During the Indo-Pakistani War of 1971, the Regiment had the honour of carrying out the deepest ground penetration in the Western Front. 3 (Independent) Armoured Squadron penetrated till Naya Chor in Sindh. 6 (Independent) Armoured Squadron fought in the Battle of BP 638 (immediately following the Battle of Longewala).
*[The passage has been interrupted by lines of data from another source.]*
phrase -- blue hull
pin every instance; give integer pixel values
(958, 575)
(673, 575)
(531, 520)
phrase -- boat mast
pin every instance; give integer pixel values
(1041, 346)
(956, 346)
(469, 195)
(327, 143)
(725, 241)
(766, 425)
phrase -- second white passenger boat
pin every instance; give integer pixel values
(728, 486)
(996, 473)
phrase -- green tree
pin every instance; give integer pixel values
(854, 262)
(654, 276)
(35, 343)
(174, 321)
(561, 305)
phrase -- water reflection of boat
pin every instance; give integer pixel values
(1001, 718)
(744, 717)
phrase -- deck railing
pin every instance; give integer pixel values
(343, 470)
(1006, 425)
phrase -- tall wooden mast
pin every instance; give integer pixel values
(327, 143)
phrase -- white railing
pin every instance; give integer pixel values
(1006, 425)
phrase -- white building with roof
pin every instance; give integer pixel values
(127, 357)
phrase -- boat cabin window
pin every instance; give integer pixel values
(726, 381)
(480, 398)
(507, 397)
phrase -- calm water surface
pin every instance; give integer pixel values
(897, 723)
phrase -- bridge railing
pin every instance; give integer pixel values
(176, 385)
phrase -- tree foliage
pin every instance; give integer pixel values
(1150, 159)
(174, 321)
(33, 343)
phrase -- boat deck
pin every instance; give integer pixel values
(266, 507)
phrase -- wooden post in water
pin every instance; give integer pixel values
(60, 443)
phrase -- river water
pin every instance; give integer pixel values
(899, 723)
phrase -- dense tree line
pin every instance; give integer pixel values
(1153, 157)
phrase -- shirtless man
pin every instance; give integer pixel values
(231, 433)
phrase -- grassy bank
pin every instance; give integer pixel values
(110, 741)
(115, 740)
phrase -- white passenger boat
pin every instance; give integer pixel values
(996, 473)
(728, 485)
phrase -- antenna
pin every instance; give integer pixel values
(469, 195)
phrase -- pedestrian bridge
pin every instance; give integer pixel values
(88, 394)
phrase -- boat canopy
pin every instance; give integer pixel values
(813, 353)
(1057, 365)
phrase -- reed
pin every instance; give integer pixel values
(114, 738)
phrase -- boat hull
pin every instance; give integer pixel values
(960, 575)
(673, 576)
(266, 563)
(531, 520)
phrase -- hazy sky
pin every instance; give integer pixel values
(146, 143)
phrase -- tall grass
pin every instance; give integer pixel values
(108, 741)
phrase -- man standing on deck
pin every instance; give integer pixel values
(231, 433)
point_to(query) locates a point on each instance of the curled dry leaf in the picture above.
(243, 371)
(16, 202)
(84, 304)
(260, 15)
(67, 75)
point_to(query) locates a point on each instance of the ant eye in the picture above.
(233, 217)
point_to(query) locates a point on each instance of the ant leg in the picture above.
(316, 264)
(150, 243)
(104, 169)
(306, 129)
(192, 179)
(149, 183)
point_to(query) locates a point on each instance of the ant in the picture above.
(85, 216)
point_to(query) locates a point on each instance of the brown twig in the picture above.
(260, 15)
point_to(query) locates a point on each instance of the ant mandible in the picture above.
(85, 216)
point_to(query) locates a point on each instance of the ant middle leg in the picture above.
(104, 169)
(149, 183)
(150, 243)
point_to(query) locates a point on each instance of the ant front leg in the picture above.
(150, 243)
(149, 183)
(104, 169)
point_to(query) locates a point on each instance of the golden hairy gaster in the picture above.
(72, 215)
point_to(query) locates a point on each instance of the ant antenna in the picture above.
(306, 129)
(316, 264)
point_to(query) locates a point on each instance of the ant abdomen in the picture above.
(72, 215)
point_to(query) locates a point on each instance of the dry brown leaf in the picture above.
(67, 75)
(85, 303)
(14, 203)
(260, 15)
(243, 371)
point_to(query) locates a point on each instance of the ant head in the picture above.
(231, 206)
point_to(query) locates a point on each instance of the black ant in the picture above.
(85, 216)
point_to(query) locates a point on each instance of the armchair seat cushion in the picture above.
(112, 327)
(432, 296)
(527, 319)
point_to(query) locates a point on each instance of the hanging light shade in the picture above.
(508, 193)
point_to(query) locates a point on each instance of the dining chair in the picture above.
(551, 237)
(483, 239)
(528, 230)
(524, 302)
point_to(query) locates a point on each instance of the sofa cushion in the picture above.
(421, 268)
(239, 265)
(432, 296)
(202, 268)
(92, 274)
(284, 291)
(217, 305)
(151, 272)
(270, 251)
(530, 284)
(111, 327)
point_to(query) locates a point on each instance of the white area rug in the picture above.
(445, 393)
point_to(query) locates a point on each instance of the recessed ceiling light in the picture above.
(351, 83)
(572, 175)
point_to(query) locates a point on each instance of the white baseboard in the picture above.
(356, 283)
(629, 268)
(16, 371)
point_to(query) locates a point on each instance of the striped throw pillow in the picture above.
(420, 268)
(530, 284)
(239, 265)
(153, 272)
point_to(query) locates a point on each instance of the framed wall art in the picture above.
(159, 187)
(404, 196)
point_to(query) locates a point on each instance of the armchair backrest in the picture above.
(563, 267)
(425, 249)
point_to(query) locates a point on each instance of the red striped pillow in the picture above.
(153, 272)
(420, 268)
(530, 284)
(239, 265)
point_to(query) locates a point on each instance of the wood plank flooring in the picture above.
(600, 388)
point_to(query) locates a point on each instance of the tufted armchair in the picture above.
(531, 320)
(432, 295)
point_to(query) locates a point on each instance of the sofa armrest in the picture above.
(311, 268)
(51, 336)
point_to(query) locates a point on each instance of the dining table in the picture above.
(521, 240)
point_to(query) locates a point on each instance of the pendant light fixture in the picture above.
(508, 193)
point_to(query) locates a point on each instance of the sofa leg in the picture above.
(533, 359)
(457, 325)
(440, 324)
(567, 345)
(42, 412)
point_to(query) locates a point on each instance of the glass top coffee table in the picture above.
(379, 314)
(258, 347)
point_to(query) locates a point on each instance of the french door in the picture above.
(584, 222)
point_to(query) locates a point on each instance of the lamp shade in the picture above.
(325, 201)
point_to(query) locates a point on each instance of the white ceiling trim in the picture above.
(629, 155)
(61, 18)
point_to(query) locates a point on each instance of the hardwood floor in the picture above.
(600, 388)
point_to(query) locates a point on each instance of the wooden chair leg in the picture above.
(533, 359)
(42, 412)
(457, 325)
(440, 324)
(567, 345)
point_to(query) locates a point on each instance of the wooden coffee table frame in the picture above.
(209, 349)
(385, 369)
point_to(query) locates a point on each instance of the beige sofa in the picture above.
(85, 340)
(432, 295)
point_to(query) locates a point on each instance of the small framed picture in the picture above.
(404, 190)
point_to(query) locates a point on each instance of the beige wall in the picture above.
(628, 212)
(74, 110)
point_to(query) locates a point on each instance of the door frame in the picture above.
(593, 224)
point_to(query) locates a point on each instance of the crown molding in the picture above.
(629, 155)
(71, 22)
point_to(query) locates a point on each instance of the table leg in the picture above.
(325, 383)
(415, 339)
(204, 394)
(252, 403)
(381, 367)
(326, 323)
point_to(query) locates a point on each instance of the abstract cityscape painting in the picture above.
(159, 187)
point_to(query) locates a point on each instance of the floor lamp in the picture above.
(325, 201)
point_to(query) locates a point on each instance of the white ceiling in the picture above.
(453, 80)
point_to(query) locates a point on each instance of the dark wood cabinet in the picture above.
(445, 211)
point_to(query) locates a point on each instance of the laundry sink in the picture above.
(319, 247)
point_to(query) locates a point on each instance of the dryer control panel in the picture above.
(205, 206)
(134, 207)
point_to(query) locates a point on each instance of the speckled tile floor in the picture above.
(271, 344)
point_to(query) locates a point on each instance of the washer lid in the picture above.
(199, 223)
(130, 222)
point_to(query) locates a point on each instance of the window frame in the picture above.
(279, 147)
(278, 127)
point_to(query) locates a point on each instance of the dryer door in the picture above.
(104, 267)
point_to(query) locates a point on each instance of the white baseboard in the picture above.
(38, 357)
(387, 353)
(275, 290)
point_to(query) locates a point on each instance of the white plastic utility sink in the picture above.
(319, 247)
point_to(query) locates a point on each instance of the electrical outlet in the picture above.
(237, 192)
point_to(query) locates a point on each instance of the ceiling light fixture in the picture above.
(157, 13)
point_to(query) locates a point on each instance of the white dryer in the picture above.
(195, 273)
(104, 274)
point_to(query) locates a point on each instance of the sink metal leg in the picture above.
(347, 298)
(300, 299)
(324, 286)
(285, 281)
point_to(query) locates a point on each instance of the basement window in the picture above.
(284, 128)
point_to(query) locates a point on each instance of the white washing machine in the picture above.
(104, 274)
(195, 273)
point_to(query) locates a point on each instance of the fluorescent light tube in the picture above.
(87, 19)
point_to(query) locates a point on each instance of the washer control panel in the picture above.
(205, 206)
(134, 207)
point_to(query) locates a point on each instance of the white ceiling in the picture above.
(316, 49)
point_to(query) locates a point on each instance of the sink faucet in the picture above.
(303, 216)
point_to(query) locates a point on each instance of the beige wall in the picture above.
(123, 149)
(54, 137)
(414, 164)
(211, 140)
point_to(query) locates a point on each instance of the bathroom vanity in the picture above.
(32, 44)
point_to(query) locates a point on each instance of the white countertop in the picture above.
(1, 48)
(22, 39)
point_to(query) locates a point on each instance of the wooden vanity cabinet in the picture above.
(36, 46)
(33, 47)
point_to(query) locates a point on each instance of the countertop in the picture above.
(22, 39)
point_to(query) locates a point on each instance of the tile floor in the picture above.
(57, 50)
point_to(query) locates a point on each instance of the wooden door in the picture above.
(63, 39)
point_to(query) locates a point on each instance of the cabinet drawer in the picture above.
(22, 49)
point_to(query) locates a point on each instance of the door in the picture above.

The attack by the squadron forced the troops of the Pakistani 18th Infantry Division to pull back across the International Border. 4 (Independent) Armoured Squadron fought in the Fazilka sector. The Regiment returned to India in 1972 with 2 Vir Chakras, 2 Sena Medals, 3 Mention in Despatches and a Theatre honour.

The Regiment was presented the ‘President’s Standards’ at Jaisalmer in 2016 by General Dalbir Singh, Chief of the Army Staff, on behalf of the President of India, Mr Pranab Mukherjee.

The Regiment which had the T-55 tanks since its inception was inducted with the MBT Arjun in 2011. The tanks of the 75 Armoured Regiment took part in the 2013, 2022 and 2023 Republic Day Parades.

- Other operations
The regiment has also participated in Operation Vijay, Operation Rakshak and Operation Parakram.

==Regimental Insignia==
The Regimental insignia consists of crossed lances with pennons of Canary Yellow over Bottle Green, the numeral "75" inscribed on the crossing of the lances and a scroll at the base with the regimental motto (Sahasam Vijayate) inscribed in Devanagari script on it. The shoulder title consists of the numeral "75" in brass.